Uncaged Campaigns
- Formation: 1993; 33 years ago
- Founder: Angela Roberts, Lynn Williamson
- Purpose: Animal rights

= Uncaged Campaigns =

British non-profit organization

Uncaged Campaigns is a Sheffield, UK, based anti-vivisection, not-for-profit organization that advocates for animal rights.

==History==

Uncaged Campaigns was established in 1993 by Angela Roberts and Lynn Williamson. They are a peaceful international animal protection organization based in Sheffield, England. Their main campaigns are opposition to animal experiments and xenotransplantation, the global boycott of Procter & Gamble, and the positive promotion of animal rights and democratic action on animal issues through the political system. Dan Lyons was campaigns director until becoming the CEO of the Centre for Animals and Social Justice in 2011.

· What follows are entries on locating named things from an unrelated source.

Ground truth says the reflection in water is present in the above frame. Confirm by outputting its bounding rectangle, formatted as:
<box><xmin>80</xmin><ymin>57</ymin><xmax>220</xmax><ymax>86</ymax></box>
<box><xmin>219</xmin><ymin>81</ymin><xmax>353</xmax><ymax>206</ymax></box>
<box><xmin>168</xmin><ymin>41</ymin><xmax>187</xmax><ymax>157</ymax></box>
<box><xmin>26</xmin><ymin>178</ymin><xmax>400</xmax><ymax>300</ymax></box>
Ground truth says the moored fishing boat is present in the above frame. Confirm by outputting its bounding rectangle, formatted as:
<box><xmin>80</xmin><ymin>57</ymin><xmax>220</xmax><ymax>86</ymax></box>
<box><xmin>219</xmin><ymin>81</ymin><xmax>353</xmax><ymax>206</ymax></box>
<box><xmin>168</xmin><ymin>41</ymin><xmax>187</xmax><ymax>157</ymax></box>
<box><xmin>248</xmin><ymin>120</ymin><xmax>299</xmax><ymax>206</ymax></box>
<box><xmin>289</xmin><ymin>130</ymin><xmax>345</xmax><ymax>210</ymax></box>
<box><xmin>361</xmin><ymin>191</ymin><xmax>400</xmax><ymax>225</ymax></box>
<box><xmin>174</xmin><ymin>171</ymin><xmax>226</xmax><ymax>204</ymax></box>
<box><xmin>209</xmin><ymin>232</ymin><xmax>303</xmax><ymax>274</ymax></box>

Uncaged Campaigns is an animal rights organization that rejects animal welfare. They have commented that "animal welfare is an empty concept without the legal right to have that welfare protected. Uncaged promoted an international debate about the ethical and political status of animals and campaigned for international recognition of animal rights".

==Activism==
Uncaged aims include:

- Opposition to the abuse of animals
- A scientific critique of vivisection
- A commitment to democracy, human and nonhuman rights, and environmental sustainability.

==Notability==
Uncaged are noted for their campaigns in the UK against vivisection and in particular their Global Boycott of Procter & Gamble due to the company's continued use of animal testing for cosmetics. This has taken the form of media campaigns resulting in TV and newspaper coverage. They achieved publicity by projecting the message "Procter & Gamble test on animals" onto the Angel Of The North statue in March 2006.

Uncaged also won the legal right to publish the "Diaries of Despair" report and over a thousand pages of confidential documents that describe in unique detail experiments involving the transplant of genetically modified pig organs into five hundred primates. The papers reveal researchers at the former biotechnology company, Imutran, exaggerated the success of work aimed at adapting pig organs for human transplant.

In July 2009 Uncaged, along with MPs and MEPs from across the political spectrum, presented the largest ever British animal protection petition with 1.5 million signatures to 10 Downing Street. The petition called on the British Government to develop a roadmap for the elimination of animal experimentation. Uncaged has also garnered support from British politicians including Norman Baker MP, Liberal Democrat. The Uncaged website quotes him, "Uncaged keeps alive the flame of hope that one day, animal experiments will seem as outdated as today sending children up chimneys seems."

Uncaged has always maintained a peaceful protest philosophy.